1/2 Commanderie de Peyrassol - Flassans-sur-Issole

Philippe Austruy Collection

One of the finest open-air collections of contemporary art, the Philippe Austruy Collection is home to more than eighty sculptures presented in a veritable Provencal setting, between a remarkable garden, a vineyard landscape and an unspoilt forest. In the heart of the historic center of this centuries-old site, the art center houses the collection's masterpieces.

Offering a breathtaking immersion in the art of the 20th and 21st centuries, the constantly evolving Philippe Austruy Collection not only features the great names of the art world (Frank Stella, Berlinde De Bruyckere, Carsten Höller, Joana Vasconcelos, Bertrand Lavier, Olga de Amaral, Ugo Rondinone, Bernar Venet, Jesús-Rafael Soto... ), but is also committed to the contemporary art scene, inviting artists to design works especially for the estate (Daniel Buren, José Yaque, Gloria Friedmann, Felice Varini, Loris Cecchini...).

2/2 Châteauvert - Châteauvert

Elias Kurdy’s Cerberuses in the Garden

Open and free to the public all year round, the sculpture garden of the Châteauvert Contemporary Art Centre is hosting three of Elias Kurdy’s Cerberuses for one year.

These works revisit and transform the mythological figure of the guardian of the Underworld. In place of Cerberus’s three howling heads, three fully blossomed bouquets emerge. The monster, stripped down to a motionless whiteness, seems to have lost its original function: no more fangs, no blazing gaze — only blooms that disarm its former fury. Once responsible for keeping wandering souls at the threshold of the realm of the dead, Cerberus becomes here a paradoxical creature: its floral heads no longer threaten, they watch.

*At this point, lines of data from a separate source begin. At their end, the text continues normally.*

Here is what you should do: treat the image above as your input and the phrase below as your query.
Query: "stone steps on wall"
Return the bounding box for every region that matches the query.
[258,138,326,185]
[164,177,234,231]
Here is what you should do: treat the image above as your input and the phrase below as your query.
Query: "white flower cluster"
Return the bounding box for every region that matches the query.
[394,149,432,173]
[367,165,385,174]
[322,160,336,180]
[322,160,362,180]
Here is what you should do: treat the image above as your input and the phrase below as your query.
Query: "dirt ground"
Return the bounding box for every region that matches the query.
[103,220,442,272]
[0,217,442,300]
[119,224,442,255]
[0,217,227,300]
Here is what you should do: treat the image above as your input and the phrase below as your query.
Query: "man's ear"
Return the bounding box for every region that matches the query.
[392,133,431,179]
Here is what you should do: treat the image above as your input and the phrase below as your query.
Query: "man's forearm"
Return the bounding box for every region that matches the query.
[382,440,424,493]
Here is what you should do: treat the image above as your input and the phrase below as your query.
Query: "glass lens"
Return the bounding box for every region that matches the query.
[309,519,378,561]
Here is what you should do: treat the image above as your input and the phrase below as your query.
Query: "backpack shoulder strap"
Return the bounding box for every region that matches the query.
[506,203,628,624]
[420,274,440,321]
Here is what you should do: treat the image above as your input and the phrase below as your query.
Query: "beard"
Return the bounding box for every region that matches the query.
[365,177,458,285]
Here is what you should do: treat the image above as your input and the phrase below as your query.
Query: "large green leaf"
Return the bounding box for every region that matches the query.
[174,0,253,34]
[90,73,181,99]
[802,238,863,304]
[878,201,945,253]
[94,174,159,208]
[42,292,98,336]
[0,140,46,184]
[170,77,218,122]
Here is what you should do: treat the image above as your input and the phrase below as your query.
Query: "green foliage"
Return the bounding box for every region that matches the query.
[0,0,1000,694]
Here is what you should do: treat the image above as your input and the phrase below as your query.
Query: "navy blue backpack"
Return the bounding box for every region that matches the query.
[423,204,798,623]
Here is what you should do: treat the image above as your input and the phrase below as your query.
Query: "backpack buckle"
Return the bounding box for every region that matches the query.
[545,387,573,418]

Born in Damascus in 1990 and now based in Marseille, Elias Kurdy first studied architecture before training at the School of Fine Arts. His practice, nourished by history and fiction, plays with illusion and imbalance. Blending sculpture, drawing and traditional materials, he revisits classical heritage to question what we choose to pass on — and what may be lost.